Be careful with your description there, are you sure it doesn't apply to the Bayesian example (which was... illustrative...? And not supposed to be every possible example?)? We calculated f(f(f(x))), so I wouldn't say that this "doesn't depend on the previous 'test'". Take your chain, we can represent it with h(g(f(x))) (or (f∘g∘h)(x)). That clearly fits your case for when f=g=h. Don't lose sight of the abstractions.

wombatpm 351 days ago

Can’t you improve thing if you can calibrate with a known good vampire? You’d think NIST or the CDC would have one locked in a basement somewhere.

godelski 351 days ago

IDK, probably? I'm just trying to say that iterative inference doesn't strictly mean decreasing likelihood.

I'm not a virologist or whoever designs these kinds of medical tests. I don't even know the right word to describe the profession lol. But the question is orthogonal to what's being discussed here. I'm only guessing "probably" because usually having a good example helps in experimental design. But then again, why wouldn't the original test that we're using have done that already? Wouldn't that be how you get that 95% accurate test?

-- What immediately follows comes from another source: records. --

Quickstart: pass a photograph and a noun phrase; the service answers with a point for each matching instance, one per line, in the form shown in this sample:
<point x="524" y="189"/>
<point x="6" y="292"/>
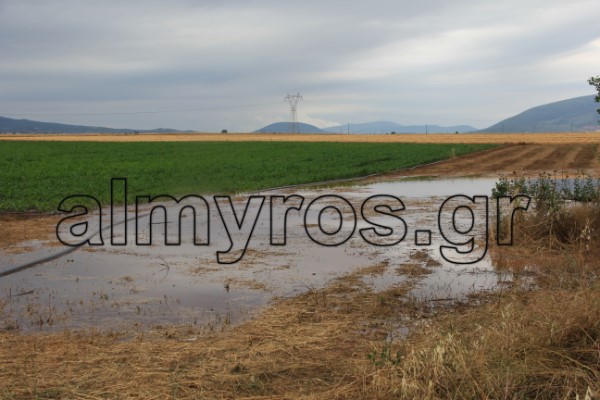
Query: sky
<point x="212" y="65"/>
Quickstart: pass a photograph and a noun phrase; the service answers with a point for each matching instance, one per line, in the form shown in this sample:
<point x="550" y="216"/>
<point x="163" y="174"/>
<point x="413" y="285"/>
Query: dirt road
<point x="525" y="159"/>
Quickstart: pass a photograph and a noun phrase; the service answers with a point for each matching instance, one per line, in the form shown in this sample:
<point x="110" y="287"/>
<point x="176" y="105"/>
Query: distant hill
<point x="576" y="114"/>
<point x="9" y="125"/>
<point x="389" y="126"/>
<point x="283" y="127"/>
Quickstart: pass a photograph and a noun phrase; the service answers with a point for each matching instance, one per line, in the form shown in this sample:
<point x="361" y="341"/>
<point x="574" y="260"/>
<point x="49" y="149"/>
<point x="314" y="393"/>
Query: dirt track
<point x="525" y="159"/>
<point x="540" y="138"/>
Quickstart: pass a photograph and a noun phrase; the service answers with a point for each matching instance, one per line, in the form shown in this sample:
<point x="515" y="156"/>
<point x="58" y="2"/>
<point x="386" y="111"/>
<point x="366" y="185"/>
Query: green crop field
<point x="38" y="175"/>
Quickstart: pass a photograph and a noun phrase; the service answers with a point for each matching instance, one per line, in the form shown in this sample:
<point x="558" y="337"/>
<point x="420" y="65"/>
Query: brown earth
<point x="522" y="159"/>
<point x="500" y="138"/>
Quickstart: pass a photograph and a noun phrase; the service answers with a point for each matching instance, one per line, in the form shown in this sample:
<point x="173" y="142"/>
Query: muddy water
<point x="111" y="286"/>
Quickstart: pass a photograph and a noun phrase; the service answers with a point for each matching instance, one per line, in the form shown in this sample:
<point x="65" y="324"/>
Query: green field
<point x="38" y="175"/>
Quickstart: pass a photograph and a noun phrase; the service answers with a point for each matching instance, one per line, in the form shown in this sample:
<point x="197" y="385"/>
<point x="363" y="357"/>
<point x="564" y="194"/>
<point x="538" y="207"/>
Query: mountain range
<point x="576" y="114"/>
<point x="9" y="125"/>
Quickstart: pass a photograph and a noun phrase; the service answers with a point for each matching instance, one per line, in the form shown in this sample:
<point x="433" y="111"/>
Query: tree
<point x="595" y="82"/>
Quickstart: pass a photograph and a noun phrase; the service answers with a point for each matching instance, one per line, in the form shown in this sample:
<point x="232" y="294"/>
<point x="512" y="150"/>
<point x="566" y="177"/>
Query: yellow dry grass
<point x="498" y="138"/>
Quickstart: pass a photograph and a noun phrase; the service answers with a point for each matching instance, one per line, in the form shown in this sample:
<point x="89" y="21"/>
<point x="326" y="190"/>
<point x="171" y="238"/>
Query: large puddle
<point x="335" y="231"/>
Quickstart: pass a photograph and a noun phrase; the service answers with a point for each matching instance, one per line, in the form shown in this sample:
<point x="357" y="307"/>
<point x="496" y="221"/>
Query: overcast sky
<point x="437" y="62"/>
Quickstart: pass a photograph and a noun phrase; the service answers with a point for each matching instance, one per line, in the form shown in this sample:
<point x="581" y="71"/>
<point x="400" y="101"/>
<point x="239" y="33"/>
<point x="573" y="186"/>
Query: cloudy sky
<point x="216" y="65"/>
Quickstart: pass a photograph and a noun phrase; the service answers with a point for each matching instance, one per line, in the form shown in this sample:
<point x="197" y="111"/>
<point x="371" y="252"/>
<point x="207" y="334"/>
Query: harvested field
<point x="523" y="159"/>
<point x="496" y="138"/>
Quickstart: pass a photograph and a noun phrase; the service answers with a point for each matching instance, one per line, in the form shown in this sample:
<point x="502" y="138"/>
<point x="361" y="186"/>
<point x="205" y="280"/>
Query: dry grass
<point x="340" y="342"/>
<point x="499" y="138"/>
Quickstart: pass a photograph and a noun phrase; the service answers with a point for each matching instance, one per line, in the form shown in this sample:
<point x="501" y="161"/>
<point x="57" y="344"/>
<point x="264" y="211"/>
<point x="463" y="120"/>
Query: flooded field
<point x="329" y="232"/>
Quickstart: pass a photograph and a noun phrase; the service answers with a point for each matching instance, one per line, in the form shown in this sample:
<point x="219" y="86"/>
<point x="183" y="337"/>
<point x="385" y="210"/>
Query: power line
<point x="141" y="112"/>
<point x="293" y="101"/>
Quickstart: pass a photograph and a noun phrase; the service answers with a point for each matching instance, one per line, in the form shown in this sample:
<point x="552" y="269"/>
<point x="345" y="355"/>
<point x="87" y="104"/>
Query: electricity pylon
<point x="293" y="100"/>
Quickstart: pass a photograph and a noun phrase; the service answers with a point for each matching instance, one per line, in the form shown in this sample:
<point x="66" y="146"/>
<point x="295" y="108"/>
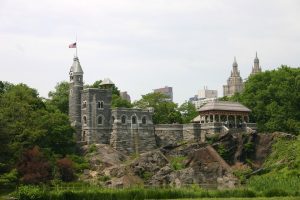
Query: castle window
<point x="144" y="121"/>
<point x="84" y="120"/>
<point x="84" y="104"/>
<point x="83" y="136"/>
<point x="100" y="120"/>
<point x="112" y="119"/>
<point x="133" y="120"/>
<point x="100" y="104"/>
<point x="123" y="119"/>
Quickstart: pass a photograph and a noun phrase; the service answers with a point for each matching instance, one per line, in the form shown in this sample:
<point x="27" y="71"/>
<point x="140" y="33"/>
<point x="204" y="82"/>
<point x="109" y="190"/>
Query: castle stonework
<point x="128" y="130"/>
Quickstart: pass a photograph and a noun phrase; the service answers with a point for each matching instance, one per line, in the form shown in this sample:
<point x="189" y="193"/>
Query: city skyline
<point x="141" y="45"/>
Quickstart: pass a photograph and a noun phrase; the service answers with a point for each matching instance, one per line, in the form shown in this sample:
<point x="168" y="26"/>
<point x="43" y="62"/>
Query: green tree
<point x="117" y="101"/>
<point x="165" y="112"/>
<point x="188" y="112"/>
<point x="273" y="96"/>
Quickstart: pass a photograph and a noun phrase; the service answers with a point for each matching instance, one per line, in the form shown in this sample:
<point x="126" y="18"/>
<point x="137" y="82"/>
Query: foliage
<point x="66" y="169"/>
<point x="9" y="179"/>
<point x="273" y="96"/>
<point x="92" y="148"/>
<point x="165" y="112"/>
<point x="117" y="101"/>
<point x="188" y="112"/>
<point x="34" y="167"/>
<point x="104" y="178"/>
<point x="26" y="121"/>
<point x="177" y="162"/>
<point x="283" y="166"/>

I can't tell you the biology stuff, I can just answer math and ML stuff and even then only so much.

weard_beard 351 days ago

GPT6 would come faster but we ran out of Casandra blood.

ethbr1 351 days ago

The thought of a BIPM Reference Vampire made me chuckle.

tintor 351 days ago

Assuming your vampire tests are independent.

godelski 351 days ago

Correct. And there's a lot of other assumptions. I did make a specific note that it was a simplified and illustrative example. And yes, in the real world I'd warn about being careful when making i.i.d. assumptions, since these assumptions are made far more than people realize.

to11mtm 352 days ago

I like this analogy.

I think of a bike's shifting systems; better shifters, better housings, better derailleur, or better chainrings/cogs can each 'improve' things.

I suppose where that becomes relevant to here, is that you can have very fancy parts on various ends but if there's a piece in the middle that's wrong you're still gonna get shit results.

dylan604 352 days ago

You only as strong as the weakest link.

Your SCSI devices are only as fast as the slowest device in the chain.

I don't need to be faster than the bear, I only have to be faster than you.

jandrese 351 days ago

> Your SCSI devices are only as fast as the slowest device in the chain.

There are not many forums where you would see this analogy.

guerrilla 352 days ago

This is what I hate about real life electronics. Everything is nice on paper, but physics sucks.

godelski 352 days ago

  > Everything is nice on paper

I think the reason this is true is mostly because how people do things "on paper". We can get much more accurate with "on paper" modeling, but the amount of work increases very fast. So it tends to be much easier to just calculate things as if they are spherical chickens in a vacuum and account for error than it is to calculate including things like geometry, drag, resistance, and all that other fun jazz (which you still will also need to account for error/uncertainty though this now can be smaller).

Which I think at the end of the day the important lesson is more how simple explanations can be good approximations that get us most of the way there but the details and nuances shouldn't be so easily dismissed. With this framing we can choose how we pick our battles. Is it cheaper/easier/faster to run a very accurate sim or cheaper/easier/faster to iterate in physical space?